А материнская сестра Александра — романтическая женщина. Радиоинженер в Главсевморпути. Их станция с антеннами за Москвой, в Теплом Стане, в полкилометре от Воронцовского имения, где наш семейный огород и где Егор Никитич — главный агроном. Через два дня на третий тетка Александра ездит в Теплый Стан служебной машиной («студер» с будкой!). Поэтому свободного времени у нее хватает, и она еще в свои тридцать шесть лет балуется стихами на каком-то заочном писательском факультете или даже институте. Про это распространяться не любит, и я до сих пор не могу понять, как это можно учиться на писателя.
— Пожалуй, пойду к Нефедовым, — подумал я, — а то время еле тянется.
И вправду, за окном на Главном почтамте стрелки почти не двигались. Глядеть на них сквозь дождь было еще скучнее, чем на формулы, которые царапал на доске химик. Голос у химика был шершавый, как мел, да и сам он был невидный. В общем, далеко не Константин Симонов. Фронта, наверно, вообще не нюхал, а всю войну за литер «Б» сидел в наркомате, а за «Умрешь днем позже»[1] на наших подготовительных курсах с зимы бубнит:
— Ацетилен, двууглекислая… — И лепит свои формулы — от центра какие-то линии (как по конституции — административное деление), а на концах СО2 и прочая чепуха.
Вообще-то я на химии никогда не сижу, но сегодня остался: думал увидеть Ритку.
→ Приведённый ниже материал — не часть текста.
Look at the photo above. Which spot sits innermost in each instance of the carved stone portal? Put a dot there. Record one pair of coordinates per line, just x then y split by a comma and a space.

И еще мне как-то надо было убить время. Вечером мать улетала в Берлин на демонтаж, и не хотелось торчать при сборах. Лишние пересуды, лишние ссоры, а то и слезы… Последнее время она совсем никуда стала… Если из-за дождя отменят вылет, опять не миновать скандала. Интересно, поднимается ли «Дуглас» в такой противный дождичек? В войну наверняка поднимался. Но уже больше двух месяцев, как не война…
— Ты чего размечтался? — толкнул меня Додик Фишман. Он слушал химика в одно ухо. Другого у него не выросло.
— Влюбленный, — обернулась Светка Полякова.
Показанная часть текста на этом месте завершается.